Amnesty International France (AIF) profite de la publication du rapport d'activité de l'Office français de protection des réfugiés et apatrides (OFPRA) pour rappeler ses préoccupations concernant les nombreux nouveaux obstacles auxquels sont confrontés les demandeurs d'asile dans le cadre de la procédure d'asile en France.

Au nombre des évolutions décrites dans le rapport d'activité de l'OFPRA, on peut relever certains chiffres préoccupants : - à la frontière, une nouvelle diminution des demandes d'admission au titre de l'asile : 10 000 en 2001, 7800 en 2002, 2400 en 2004 et 2278 en 2005 ; - une nouvelle augmentation des procédures « prioritaires » : 9% en 2003, 16% en 2004, 23% en 2005 ; - une nouvelle augmentation des annulations des décisions de rejet de l'Office par la Commission des recours : 4% en 1995, 11% en 2003, 13% en 2004 et 15,4% en 2005. - sur le territoire, une nouvelle diminution de plus de 15% des demandes des primo-arrivants : 50 547 en 2004, 42 578 en 2005 ; Ces résultats doivent être analysés à la lumière des évolutions législatives et réglementaires enregistrées en 2005 et en préparation.
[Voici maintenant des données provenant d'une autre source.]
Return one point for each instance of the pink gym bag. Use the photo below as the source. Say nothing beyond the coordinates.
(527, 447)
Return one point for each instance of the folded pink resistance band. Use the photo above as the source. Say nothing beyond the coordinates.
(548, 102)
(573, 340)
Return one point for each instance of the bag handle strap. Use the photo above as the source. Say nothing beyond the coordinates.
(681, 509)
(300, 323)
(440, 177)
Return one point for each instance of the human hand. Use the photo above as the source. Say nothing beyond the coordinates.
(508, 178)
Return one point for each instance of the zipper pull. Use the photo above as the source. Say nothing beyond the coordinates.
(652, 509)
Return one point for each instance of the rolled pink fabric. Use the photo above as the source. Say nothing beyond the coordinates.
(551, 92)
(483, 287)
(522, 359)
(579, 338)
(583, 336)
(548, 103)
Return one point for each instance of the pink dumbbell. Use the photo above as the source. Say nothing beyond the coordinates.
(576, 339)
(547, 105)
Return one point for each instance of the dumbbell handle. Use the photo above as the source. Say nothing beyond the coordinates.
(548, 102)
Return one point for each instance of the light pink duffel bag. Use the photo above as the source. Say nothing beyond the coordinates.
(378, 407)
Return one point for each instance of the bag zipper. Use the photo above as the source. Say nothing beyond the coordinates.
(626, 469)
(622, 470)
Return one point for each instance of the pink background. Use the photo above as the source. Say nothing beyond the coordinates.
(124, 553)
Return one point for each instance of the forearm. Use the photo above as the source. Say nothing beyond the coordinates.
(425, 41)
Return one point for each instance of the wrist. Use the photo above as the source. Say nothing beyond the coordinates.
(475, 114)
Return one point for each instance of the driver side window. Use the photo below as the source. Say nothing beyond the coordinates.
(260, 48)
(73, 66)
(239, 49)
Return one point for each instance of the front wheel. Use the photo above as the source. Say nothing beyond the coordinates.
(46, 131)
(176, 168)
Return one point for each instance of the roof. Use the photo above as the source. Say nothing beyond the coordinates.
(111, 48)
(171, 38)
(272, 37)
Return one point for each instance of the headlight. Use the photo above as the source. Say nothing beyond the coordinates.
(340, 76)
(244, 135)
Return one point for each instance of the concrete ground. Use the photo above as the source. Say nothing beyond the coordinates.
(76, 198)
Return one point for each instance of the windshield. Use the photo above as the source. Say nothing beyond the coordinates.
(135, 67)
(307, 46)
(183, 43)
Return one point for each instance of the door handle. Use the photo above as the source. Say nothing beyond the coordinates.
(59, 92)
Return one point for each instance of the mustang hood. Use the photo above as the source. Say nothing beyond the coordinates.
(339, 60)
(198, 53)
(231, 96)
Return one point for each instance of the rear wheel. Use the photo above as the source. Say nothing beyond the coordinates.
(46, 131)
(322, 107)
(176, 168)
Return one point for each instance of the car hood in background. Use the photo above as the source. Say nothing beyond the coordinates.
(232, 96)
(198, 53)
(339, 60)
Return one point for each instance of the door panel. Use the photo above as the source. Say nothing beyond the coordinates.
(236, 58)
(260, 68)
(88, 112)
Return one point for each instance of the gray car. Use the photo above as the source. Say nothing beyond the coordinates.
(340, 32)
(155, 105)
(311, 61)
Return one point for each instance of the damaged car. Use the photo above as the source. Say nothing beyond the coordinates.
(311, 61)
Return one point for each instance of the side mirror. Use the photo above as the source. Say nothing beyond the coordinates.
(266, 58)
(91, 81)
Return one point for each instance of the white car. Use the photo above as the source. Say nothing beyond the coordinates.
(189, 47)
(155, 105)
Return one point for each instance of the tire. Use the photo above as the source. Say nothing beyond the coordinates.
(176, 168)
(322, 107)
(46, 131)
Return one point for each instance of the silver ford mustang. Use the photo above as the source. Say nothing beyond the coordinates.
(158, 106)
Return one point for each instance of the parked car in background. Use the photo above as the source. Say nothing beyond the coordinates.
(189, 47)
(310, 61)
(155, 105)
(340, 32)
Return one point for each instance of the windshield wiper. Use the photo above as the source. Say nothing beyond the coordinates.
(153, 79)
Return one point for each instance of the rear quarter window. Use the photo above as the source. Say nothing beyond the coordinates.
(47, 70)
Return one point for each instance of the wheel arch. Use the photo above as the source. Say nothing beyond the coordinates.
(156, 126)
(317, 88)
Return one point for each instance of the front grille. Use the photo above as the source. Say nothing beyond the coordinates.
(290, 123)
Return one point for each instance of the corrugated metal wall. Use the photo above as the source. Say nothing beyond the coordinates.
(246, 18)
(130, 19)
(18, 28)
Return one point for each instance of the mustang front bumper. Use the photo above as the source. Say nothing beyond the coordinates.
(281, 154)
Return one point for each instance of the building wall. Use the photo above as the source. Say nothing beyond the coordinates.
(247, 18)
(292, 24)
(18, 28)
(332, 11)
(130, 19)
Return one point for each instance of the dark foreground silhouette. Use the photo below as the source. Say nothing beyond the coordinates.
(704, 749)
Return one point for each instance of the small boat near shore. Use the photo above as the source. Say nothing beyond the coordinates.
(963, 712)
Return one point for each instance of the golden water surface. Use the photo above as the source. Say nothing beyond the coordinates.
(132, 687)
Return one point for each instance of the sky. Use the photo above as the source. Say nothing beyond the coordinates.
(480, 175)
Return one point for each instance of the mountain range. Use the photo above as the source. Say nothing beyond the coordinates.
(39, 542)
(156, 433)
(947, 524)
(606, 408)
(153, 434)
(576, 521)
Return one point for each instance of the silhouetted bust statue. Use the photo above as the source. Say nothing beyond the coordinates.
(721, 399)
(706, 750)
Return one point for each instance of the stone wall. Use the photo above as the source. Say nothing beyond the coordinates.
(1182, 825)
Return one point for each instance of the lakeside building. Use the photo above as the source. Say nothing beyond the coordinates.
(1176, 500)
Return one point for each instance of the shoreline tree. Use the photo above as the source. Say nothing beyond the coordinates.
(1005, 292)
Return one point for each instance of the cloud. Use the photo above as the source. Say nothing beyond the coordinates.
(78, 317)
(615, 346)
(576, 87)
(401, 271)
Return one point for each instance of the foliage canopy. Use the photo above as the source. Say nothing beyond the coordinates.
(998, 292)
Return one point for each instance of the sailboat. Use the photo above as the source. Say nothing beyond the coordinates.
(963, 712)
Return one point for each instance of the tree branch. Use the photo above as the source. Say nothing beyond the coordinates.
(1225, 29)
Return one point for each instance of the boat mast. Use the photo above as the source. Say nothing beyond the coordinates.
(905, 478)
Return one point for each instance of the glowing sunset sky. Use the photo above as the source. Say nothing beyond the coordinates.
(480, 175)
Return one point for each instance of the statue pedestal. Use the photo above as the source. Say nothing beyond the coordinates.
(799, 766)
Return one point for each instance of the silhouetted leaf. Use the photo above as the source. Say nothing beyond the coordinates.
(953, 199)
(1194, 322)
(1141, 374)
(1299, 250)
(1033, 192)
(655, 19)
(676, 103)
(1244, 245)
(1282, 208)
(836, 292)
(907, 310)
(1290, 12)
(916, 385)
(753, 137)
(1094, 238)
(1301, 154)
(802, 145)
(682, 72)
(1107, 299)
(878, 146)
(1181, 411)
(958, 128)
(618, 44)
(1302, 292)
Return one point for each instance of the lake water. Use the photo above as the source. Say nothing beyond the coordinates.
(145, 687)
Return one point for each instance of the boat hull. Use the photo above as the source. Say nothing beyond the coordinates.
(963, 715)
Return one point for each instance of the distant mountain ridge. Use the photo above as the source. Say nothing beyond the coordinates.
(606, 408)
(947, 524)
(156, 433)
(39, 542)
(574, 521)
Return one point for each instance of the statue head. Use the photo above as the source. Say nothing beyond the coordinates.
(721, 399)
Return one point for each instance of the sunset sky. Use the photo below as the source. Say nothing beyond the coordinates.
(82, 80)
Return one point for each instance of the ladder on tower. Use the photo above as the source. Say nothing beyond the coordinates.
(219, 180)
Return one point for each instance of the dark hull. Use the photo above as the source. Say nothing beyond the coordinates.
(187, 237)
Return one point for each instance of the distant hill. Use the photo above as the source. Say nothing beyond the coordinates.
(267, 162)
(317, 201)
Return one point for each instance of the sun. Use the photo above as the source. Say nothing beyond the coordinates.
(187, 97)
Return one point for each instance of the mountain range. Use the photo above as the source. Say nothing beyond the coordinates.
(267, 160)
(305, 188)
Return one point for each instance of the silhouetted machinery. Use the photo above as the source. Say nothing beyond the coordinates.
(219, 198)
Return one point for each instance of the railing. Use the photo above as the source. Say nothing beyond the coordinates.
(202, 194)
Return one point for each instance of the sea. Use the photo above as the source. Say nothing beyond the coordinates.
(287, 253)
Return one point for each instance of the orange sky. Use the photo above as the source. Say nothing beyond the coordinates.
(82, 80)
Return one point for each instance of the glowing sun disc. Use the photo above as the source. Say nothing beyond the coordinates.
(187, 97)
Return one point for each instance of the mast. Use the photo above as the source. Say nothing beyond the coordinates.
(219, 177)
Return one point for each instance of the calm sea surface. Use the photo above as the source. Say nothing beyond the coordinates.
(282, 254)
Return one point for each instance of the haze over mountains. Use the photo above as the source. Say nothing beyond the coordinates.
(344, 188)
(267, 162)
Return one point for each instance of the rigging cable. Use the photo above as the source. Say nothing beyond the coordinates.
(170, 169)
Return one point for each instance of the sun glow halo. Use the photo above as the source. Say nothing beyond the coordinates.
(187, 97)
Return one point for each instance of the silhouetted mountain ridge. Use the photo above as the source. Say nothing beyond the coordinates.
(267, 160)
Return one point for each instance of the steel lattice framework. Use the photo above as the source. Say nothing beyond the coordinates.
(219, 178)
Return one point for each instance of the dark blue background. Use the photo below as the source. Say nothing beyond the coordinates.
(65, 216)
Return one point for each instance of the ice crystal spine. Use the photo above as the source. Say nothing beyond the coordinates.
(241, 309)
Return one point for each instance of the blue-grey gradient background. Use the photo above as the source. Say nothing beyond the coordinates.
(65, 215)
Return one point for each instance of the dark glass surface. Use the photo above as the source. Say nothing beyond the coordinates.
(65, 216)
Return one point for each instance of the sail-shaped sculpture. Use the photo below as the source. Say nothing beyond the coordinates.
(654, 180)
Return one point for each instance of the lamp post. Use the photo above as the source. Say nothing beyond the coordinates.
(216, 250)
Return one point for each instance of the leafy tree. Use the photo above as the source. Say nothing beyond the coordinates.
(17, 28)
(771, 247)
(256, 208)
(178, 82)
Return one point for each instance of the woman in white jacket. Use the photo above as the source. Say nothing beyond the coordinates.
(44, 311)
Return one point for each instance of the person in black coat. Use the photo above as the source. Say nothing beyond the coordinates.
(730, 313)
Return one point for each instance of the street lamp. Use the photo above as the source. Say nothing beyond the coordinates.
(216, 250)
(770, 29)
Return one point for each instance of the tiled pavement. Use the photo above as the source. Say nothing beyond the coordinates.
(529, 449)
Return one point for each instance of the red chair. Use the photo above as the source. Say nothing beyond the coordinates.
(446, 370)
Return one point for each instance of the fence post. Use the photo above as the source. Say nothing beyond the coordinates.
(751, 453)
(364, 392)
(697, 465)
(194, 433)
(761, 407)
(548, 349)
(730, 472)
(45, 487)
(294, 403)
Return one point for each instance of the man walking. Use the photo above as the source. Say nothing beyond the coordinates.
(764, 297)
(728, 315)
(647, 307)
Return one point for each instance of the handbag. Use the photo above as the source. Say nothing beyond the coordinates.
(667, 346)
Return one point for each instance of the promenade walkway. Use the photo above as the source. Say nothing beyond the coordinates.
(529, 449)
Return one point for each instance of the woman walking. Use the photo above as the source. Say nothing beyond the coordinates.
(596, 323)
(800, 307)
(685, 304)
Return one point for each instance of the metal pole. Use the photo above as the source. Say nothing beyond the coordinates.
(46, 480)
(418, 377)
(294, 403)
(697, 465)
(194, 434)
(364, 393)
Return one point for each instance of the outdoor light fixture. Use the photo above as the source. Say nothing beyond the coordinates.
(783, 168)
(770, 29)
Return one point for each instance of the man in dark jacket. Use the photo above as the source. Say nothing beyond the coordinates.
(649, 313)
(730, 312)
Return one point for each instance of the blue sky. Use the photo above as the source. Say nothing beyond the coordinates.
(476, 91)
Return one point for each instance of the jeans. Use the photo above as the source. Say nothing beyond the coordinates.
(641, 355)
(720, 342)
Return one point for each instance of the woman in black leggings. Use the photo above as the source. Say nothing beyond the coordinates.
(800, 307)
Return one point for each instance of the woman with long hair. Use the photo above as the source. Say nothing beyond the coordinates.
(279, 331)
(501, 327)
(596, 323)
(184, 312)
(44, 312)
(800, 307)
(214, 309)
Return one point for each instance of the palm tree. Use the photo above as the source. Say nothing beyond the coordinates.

Le manque de garanties des procédures « prioritaires » et les pays d'origine « sûrs » Le nombre de demandeurs d'asile placés en procédure « prioritaire » a considérablement augmenté, laissant ces derniers sans accès au séjour ni aux droits sociaux, leurs demandes étant traitées en 15 jours et sans recours suspensif. La loi du 10 décembre 2003 a étendu l'application de cette procédure aux requérants des pays d'origine considérés comme « sûrs » : - le Conseil d'administration de l'OFPRA a adopté le 30 juin 2005 une première liste de 12 pays dont les ressortissants représentaient 14% des demandes totales d'asile en 2004 ; avec d'autres associations, AISF a attaqué la décision au Conseil d'Etat ; - il pourrait allonger cette liste lors de sa prochaine réunion du 3 mai, comme l'a annoncé récemment le ministre des Affaires étrangères ; - le projet de loi sur l'immigration et l'intégration, qui sera prochainement examiné par le Parlement, prévoit la pérennisation de la liste française en plus de la liste européenne qui pourrait être arrêtée du fait de l'adoption en décembre 2005 de la directive procédures. AIF s'oppose à l'utilisation de listes de pays d'origine « sûrs » visant à restreindre l'accès à une procédure d'asile équitable.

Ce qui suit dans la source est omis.